4) L'intervenant au prise avec ses désirs mimétiques et son propre modèle-obstacle.

Le sociologue, modèle et obstacle.

     La rivalité mimétique n'est pas encore tout à fait en place. Elle questionne l'interaction entre le sujet et le modèle. Or, le modèle, c'est-à-dire le sociologue, n'échappe pas plus que les autres à ses propres désirs mimétiques.

     Notamment, le sociologue risque de ne pas seulement constater/ignorer les "agitations" du professionnel. Il pourra être tenté, au contraire, de susciter encore davantage le désir que le professionnel signale déjà à son encontre. Car ce désir, plus il s'exprimera et sera perceptible, plus il donnera une valeur au savoir détenu par le sociologue et confirmera à ce dernier l'avantage que constitue cette détention.
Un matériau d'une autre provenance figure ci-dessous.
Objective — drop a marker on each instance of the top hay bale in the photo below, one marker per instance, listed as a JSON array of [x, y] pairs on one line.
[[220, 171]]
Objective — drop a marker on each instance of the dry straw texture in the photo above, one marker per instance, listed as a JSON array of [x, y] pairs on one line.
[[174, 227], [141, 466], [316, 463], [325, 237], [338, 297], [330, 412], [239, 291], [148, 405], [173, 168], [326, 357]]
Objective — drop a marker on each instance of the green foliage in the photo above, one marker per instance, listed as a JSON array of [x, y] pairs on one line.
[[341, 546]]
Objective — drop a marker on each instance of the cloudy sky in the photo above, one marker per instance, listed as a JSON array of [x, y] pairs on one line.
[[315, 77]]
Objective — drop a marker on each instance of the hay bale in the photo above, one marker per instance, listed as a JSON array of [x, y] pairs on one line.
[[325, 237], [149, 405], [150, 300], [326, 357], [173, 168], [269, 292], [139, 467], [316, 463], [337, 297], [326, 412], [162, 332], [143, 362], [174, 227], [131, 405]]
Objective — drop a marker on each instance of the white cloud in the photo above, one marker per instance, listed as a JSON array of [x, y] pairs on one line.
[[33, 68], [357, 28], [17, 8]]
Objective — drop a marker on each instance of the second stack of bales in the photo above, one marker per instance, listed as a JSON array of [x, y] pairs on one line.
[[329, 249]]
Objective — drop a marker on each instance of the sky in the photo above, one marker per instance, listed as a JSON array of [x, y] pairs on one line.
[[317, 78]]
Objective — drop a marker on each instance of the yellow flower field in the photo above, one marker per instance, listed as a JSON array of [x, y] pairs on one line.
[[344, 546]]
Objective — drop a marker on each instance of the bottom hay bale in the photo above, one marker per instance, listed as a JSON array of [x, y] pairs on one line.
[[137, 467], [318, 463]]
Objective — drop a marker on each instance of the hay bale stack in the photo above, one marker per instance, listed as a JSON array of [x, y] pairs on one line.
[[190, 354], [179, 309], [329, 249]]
     Il sera alors possible d'observer le sociologue rivalisant de "distinction" pour reconnaître et rendre visible cette valeur, et donc pour conforter le professionnel dans la "légitimité" de son désir. On verra ainsi, d'une part un sociologue ayant tendance à sur-jouer, à profiter de l'aura de son statut, à "jargonner" abusivement, à contredire systématiquement sous prétexte de légitimité scientifique, etc. et, d'autre part, un professionnel qui trouvera dans ce comportement les arguments justifiant le bien-fondé de son désir.
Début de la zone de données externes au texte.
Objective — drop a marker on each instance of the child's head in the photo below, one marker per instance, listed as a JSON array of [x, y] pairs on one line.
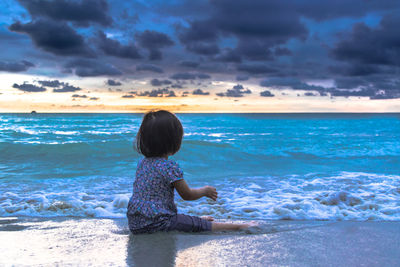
[[159, 135]]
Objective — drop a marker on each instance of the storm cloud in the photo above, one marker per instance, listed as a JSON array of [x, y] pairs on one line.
[[20, 66]]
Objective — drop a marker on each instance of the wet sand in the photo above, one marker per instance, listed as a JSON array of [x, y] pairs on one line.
[[107, 242]]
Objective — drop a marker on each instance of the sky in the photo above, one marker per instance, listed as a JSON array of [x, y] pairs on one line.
[[200, 56]]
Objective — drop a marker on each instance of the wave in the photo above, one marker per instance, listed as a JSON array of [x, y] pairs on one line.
[[346, 196]]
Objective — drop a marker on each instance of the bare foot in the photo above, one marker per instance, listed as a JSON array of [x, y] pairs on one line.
[[208, 218]]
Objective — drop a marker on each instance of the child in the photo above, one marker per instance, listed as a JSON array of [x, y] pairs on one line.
[[151, 207]]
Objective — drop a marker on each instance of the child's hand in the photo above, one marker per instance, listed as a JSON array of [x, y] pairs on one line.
[[210, 192]]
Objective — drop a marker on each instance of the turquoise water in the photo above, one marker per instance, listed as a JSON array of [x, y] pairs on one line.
[[264, 166]]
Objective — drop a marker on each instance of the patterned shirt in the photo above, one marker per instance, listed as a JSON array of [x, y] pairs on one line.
[[152, 202]]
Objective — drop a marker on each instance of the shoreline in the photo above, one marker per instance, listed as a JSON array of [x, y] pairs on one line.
[[85, 241]]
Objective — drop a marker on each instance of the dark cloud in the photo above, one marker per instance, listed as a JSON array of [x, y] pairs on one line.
[[149, 67], [91, 68], [154, 41], [289, 83], [203, 76], [190, 64], [115, 48], [242, 77], [200, 92], [200, 37], [111, 82], [27, 87], [82, 12], [157, 82], [158, 93], [228, 55], [55, 37], [177, 86], [21, 66], [368, 45], [79, 96], [266, 93], [257, 25], [321, 11], [189, 76], [183, 76], [52, 84], [67, 88], [282, 51], [256, 68], [236, 91]]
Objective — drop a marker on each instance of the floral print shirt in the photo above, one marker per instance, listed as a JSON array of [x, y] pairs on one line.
[[152, 202]]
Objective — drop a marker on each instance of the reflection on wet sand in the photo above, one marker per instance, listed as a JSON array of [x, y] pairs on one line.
[[151, 250], [106, 242]]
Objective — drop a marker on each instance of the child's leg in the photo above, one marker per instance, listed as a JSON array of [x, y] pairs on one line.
[[186, 223]]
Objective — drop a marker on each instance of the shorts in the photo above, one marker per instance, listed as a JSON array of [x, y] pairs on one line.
[[186, 223]]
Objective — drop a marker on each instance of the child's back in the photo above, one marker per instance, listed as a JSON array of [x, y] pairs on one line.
[[152, 203], [151, 207]]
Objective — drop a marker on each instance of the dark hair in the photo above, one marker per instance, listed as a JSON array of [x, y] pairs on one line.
[[160, 134]]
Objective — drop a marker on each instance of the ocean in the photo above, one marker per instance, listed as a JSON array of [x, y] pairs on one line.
[[264, 166]]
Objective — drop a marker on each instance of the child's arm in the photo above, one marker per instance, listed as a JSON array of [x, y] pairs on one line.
[[188, 193]]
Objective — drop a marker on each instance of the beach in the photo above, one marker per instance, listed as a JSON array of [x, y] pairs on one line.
[[72, 241], [324, 187]]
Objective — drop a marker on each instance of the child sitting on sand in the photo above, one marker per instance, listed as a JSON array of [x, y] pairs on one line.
[[151, 207]]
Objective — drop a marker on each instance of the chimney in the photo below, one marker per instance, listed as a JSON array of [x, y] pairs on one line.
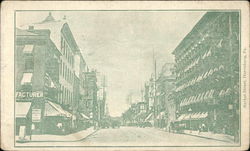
[[31, 28]]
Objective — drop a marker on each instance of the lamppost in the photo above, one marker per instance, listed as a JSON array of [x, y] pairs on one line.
[[190, 110]]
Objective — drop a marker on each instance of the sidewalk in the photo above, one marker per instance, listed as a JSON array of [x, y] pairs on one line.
[[210, 135], [60, 138], [207, 135]]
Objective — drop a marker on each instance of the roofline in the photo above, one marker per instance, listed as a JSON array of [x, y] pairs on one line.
[[69, 32], [195, 28]]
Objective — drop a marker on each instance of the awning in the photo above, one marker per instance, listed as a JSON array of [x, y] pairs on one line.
[[22, 109], [84, 116], [180, 118], [28, 48], [52, 109], [26, 78], [141, 115]]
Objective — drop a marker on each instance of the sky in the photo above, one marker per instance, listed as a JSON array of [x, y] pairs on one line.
[[120, 44]]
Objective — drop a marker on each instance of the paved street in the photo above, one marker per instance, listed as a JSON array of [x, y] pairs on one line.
[[146, 137], [132, 136]]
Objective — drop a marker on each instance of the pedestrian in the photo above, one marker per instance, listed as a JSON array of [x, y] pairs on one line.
[[199, 129]]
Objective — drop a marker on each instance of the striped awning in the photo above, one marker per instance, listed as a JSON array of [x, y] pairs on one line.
[[27, 77], [53, 109], [22, 109]]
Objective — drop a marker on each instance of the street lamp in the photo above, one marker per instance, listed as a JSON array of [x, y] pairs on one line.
[[190, 110]]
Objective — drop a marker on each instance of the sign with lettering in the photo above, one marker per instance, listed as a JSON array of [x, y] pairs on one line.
[[22, 95], [36, 115]]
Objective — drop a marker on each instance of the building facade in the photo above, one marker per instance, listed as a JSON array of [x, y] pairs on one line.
[[207, 70], [37, 62]]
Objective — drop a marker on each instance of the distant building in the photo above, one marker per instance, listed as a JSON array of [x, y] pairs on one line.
[[164, 87], [90, 86], [66, 71], [37, 62]]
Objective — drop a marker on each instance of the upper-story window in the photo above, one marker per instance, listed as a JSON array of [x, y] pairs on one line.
[[29, 63], [28, 49]]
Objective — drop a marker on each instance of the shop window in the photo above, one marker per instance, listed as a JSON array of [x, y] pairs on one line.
[[29, 63]]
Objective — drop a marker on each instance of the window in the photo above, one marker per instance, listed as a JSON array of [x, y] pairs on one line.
[[63, 69], [29, 63], [28, 49]]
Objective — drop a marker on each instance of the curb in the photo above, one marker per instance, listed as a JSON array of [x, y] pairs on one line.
[[227, 141], [28, 141]]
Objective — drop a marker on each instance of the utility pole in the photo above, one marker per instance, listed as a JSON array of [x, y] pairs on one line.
[[155, 77]]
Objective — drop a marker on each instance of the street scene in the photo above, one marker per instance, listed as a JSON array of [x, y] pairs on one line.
[[127, 78]]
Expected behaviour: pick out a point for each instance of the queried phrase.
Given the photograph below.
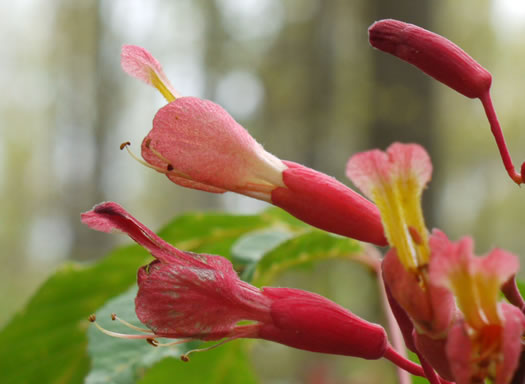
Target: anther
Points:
(414, 234)
(124, 145)
(153, 342)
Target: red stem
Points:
(500, 140)
(409, 366)
(512, 293)
(432, 376)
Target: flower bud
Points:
(433, 54)
(311, 322)
(325, 203)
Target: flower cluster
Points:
(447, 301)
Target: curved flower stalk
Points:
(197, 144)
(447, 63)
(190, 296)
(486, 341)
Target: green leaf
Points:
(227, 364)
(303, 250)
(121, 361)
(46, 342)
(250, 248)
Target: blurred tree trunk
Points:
(401, 96)
(84, 112)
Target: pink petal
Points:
(325, 203)
(377, 169)
(311, 322)
(459, 352)
(108, 217)
(139, 63)
(369, 170)
(434, 351)
(512, 345)
(498, 263)
(448, 257)
(205, 302)
(432, 311)
(205, 145)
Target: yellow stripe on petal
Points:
(162, 87)
(395, 180)
(139, 63)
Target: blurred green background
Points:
(298, 74)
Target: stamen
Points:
(155, 152)
(169, 168)
(92, 318)
(185, 357)
(127, 144)
(414, 234)
(129, 325)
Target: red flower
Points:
(198, 296)
(197, 144)
(447, 63)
     Le sociologue suscitera ainsi la concurrence et participera à l'émergence d'un rival. Dès lors, chacun, professionnel et sociologue, aura fait de l'autre un rival.

Le sociologue, disant implicitement au professionnel "imite moi, mais ne m'imite pas", devient pour ce dernier à la fois un modèle et un obstacle: "imite moi, parce qu'ainsi tu me reconnais une certaine valeur..." et en même temps, "ne m'imite pas, car tu ne pourras jamais me ressembler...".

Le modèle, lui aussi sujet désirant.

     Par ailleurs, le sociologue exerçant dans un cadre privé, c'est-à-dire extra-universitaire, est souvent lui-même le sujet d'un triangle girardien. Le savoir sociologique issu de la recherche fondamentale est objet de convoitise et le sociologue universitaire, c'est-à-dire celui censé le produire et le détenir, devient le modèle qu'il faut impérativement imiter, notamment pour asseoir, est-on persuadé, sa propre légitimité.

     Le sociologue/consultant se trouvera ainsi tiraillé entre d'un côté, une loyauté à un modèle académique de la pratique sociologique et de l'autre, une mise à distance par le monde d'une soi-disant "sociologie pure"[2].

     Dès lors, plus le sociologue/consultant essaiera de ressembler à son modèle, plus ce dernier lui signifiera un refus, lui fera comprendre l'impossibilité de sa quête, le renverra à sa rupture/trahison avec le monde universitaire. Mais, en même temps, il lui confirmera la nécessité indispensable et incontournable d'une référence au modèle académique et universitaire, tant au niveau théorique que méthodologique, seul capable de garantir scientificité, objectivité et neutralité.

Progressivement, la rivalité mimétique peut s'installer.

5) Quelques pistes pour sortir du jeu mimétique.

     La mimésis (la part conflictuelle de l'imitation) ne fonctionne que du fait de la méconnaissance de son mécanisme, nous dit l'auteur des "choses cachées depuis la fondation du Monde".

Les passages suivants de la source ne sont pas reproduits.